Pour respecter leurs engagements, les deux Etats ont concédé les travaux et l’exploitation de la ligne à un consortium d’entreprises privées. Cette première expérimentation d’un partenariat public/privé se double d’une autre originalité en matière ferroviaire : la ligne à grande vitesse, initialement prévue pour le transport des voyageurs, devrait aussi laisser passer des trains de marchandises. L’ouverture est prévue en 2009 pour un coût annoncé supérieur à 1 milliard d’euros.

Plus ambitieuse, une traversée centrale des Pyrénées sous le massif du Vignemale (Hautes-Pyrénées) serait exclusivement réservée au fret. Comme pour l’axe Lyon-Turin, son coût est colossal (6 milliards d’euros) et sa réalisation n’est pas envisageable avant une vingtaine d’années au moins.

Aux réserves technico-économiques s’ajoutent de fortes réticences locales de la part des élus et de la population de la vallée des Gaves, effrayés à l’idée de voir passer « un train toutes les six minutes » sur une ancienne ligne SNCF désaffectée où ne roulent plus désormais que des vélos et des rollers. Même l’eurodéputé Gérard Onesta (Verts), pourtant partisan du développement du ferroutage, a fait machine arrière sur le projet. Il refuse désormais « d’ajouter de la nuisance aux nuisances ».

« ON TEMPORISE »

Quant à la réouverture, très symbolique, de la ligne Pau-Canfranc par le vieux tunnel ferroviaire du Somport, elle est toujours à l’état de projet. Ses partisans affirment pourtant qu’il suffirait de 90 millions d’euros pour faire à nouveau passer des trains sur cette ligne, fermée depuis 1970. « Du côté espagnol, on s’active en modernisant, tandis que du côté français on temporise et on renie aussi bien les engagements des différents sommets franco-espagnols que l’évidence économique » , s’indigne le Comité pour la réouverture de la ligne Oloron-Canfranc.

Outre les financements, la volonté politique est nécessaire. C’est ce qu’ont réclamé, les 15 et 16 septembre, les régions françaises et espagnoles mitoyennes du massif pyrénéen, réunies dans la Communauté de travail des Pyrénées (CTP). Aquitaine, Midi-Pyrénées, Languedoc-Roussillon, Catalogne, Aragon, Navarre, Pays Basque et la principauté d’Andorre se rencontrent depuis vingt ans dans cet organisme.
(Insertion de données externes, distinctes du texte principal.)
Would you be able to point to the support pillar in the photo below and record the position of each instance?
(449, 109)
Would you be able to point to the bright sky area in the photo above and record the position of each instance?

Au départ consultatif, il vient de se donner une personnalité juridique en adoptant le statut de consorcio ou communauté transfrontalière de collectivités, autorisé par le traité de coopération franco-espagnol signé à Bayonne, le 10 mars 1995.

L’animation de la CTP, qui est tournante, est aujourd’hui assumée par le président du Pays basque, Juan José Ibarretxe. Ses membres veulent être partie prenante aux réflexions et décisions concernant les Pyrénées. Ce fut le cas le 7 décembre 2004 lors du précédent sommet à Saragosse, mais du seul côté ibérique, le gouvernement français ayant montré moins d’enthousiasme.

Le sommet de Barcelone constituera donc une grande première, puisque les régions françaises et les communautés autonomes espagnoles seront associées à la rencontre entre José Luis Rodriguez Zapatero, le président du conseil espagnol, et Dominique de Villepin, le premier ministre français.

Cependant, les régions françaises auront un rôle à la hauteur de leurs compétences : leurs pouvoirs et moyens financiers limités ne les autorisent guère à entamer de grands chantiers. Au moins pourront-elles se mettre d’accord sur un agenda, des méthodes de travail et une liste de sujets à traiter en priorité.